This method was the most efficient method for obtaining a fine silver aerosol. There is also an advantage that the particle diameter obtained can be easily changed by changing the amount of electricity supplied.

Here, although the manufacturing method of the nanometer silver aerosol was described, also in the case of copper, the nanometer copper aerosol was able to be manufactured by the method similar to the case of silver. However, the amount of electricity supplied required more in the case of copper than in the case of silver (about 100 watts).
In the case of copper, thermal decomposition of an organic compound of copper is more advantageous than the method of Example 3 from the viewpoint of energy consumption. For example, acetylated copper (copper acetylacetonate) is thermally decomposed in an electric furnace at 350 ° C. in a nitrogen gas flow (200 cc / min) to produce an aerosol having the same size as that of silver. did it. Here, since copper is more easily oxidized than silver, attention is required.
Since nanometer zinc aerosol has a low melting point of zinc (420 ° C), zinc aerosol of the same particle size can be easily obtained by a method similar to the method for producing nanometer silver aerosol with a small supply power of 20 watts or less. I was able to manufacture it. Here, attention is also required in the case of zinc because it is very easily oxidized and becomes zinc white (zinc oxide).
Thus, copper and zinc are more easily oxidized than silver and may adhere to the material to be treated as oxides, but these oxides also have antibacterial action. This is because, for example, a 10-yen copper coin whose surface is oxidized has an antibacterial action, a copper strainer is used to prevent slimming of kitchen sinks and drains, and ointments applied to the skin etc. It is understood from the fact that zinc white is added.

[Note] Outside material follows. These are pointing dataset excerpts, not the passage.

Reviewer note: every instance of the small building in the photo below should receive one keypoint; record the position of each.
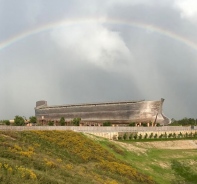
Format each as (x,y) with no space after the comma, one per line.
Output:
(95,114)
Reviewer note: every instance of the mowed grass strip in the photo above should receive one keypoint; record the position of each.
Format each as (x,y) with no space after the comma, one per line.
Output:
(61,157)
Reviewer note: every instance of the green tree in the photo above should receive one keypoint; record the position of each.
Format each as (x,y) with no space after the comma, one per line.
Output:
(62,121)
(50,123)
(32,119)
(76,121)
(107,123)
(132,124)
(19,121)
(5,122)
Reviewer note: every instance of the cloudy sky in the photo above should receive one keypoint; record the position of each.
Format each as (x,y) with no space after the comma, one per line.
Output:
(74,51)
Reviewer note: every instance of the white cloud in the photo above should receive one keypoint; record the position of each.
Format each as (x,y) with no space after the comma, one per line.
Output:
(188,8)
(94,44)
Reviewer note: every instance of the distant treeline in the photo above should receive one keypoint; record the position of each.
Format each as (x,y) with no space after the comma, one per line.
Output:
(184,122)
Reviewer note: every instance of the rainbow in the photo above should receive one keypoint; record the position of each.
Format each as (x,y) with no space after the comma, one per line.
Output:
(70,22)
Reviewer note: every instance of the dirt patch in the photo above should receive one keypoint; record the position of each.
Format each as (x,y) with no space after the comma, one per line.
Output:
(131,147)
(142,147)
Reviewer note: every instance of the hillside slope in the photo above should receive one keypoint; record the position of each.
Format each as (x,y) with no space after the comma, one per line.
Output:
(59,157)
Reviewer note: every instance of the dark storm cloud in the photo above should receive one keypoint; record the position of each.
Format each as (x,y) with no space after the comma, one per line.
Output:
(97,62)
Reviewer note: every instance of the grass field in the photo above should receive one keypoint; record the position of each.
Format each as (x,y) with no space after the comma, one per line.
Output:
(59,157)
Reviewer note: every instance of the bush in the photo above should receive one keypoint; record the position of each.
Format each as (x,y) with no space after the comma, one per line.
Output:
(50,123)
(131,136)
(155,136)
(151,135)
(6,122)
(19,121)
(76,121)
(132,124)
(32,119)
(107,123)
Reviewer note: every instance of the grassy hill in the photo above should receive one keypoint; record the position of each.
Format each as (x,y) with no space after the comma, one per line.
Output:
(59,157)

<Method of attaching and coating nanometer silver aerosol on organic polymer film>
The nanometer silver aerosol produced by the method of Example 3 is brought into contact with a polyvinyl formal film (softening point of about 100 ° C.) at a rate of 50 CC / min per unit surface area (1 cm 2) for about 10 minutes. Covered.
An electron micrograph of the silver adhesion / coating film thus obtained is shown in FIG. When the adhered aerosol particles in FIG. 1 are observed in detail, micro undulations of the underlying film are observed through the particles, which indicates that the aerosol particles are adhered in a liquid state.

<Test of antibacterial effect 1>
As the test bacterial solution, various bacteria were cultured, and a 1/500 dilution thereof was used.
The test sample was a film obtained by depositing and adhering in the same manner as in Example 4 except that the polyvinyl formal film (softening point of about 100 ° C.) was replaced with a polypropylene film (softening point of about 120 ° C.). It is. The 1 cm square section was placed in a medium petri dish to which the test bacterial solution was adhered, and the state after 24 hours of culture was observed. As a result, a halo that appeared to be a sterile area appeared around the film. From this, it can be seen that the test piece to which the fine silver aerosol adhered has an antibacterial effect.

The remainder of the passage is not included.